No matter what you do, no matter how well-intentioned someone will bitch and complain about it like the world was ending. Need I even bring up Rob Anderson and the recent three-year delay in starting on the bike plan?

Go in the water? I'm staying out of 40 degree cold water filled with dangerous riptides thank you. It's rarely warm enough to wear a swimsuit in the Haight, let alone on the West side of town by the ocean, forget about the water itself.

Making friends sounds nice. It would be great if there was some way to actually do that though. When you're new to a place and don't know anyone it's surprisingly hard to meet new people. Let alone people outside of work or even outside your industry. For someone who doesn't even work in technology all of my meager collection of friends still manage to.

To me the essence of the city is that you love it unreasonably even though you hate so many things about it from the terrible weather and the NIMBY yuppies to the pathetic excuse for public transit. There's just something about it that cuts through everything that should make it intolerable.
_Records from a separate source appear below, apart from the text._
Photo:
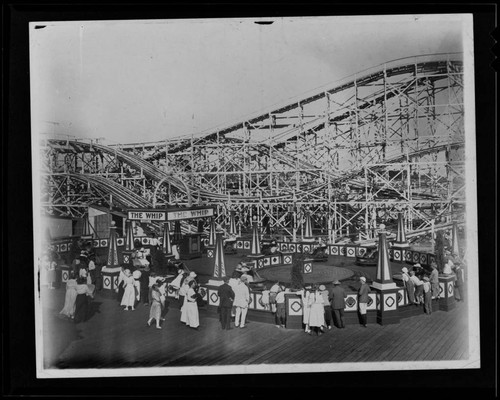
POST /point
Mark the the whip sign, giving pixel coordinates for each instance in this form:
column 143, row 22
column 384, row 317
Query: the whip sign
column 170, row 214
column 190, row 213
column 147, row 215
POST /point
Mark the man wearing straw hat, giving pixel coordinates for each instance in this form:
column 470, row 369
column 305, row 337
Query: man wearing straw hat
column 338, row 304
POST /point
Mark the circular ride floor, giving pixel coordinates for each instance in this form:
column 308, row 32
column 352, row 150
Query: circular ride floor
column 321, row 273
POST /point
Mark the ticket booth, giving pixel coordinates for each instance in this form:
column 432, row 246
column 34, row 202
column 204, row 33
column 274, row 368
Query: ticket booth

Belgand, sounds like it's time for you to go away for a while, the bitterness is setting in. I lived in SF for 8 years. It was not just a city I "lived" in, but rather a relationship that had its ups and downs, in which "the city" felt like it abused me, swept me off my feet, and drugged me up and danced with me all night in and out of a foggy haze. That said, it's been 3 years since I've moved on, (SF with all it's glory isn't really the ideal place to raise a family), and I still have the most vivid thoughts of the place daily. And making friends isn't that hard, in fact it's almost the easiest place to make friends since almost everyone is from somewhere else.

Belgand: you have trouble making friends? I'm shocked.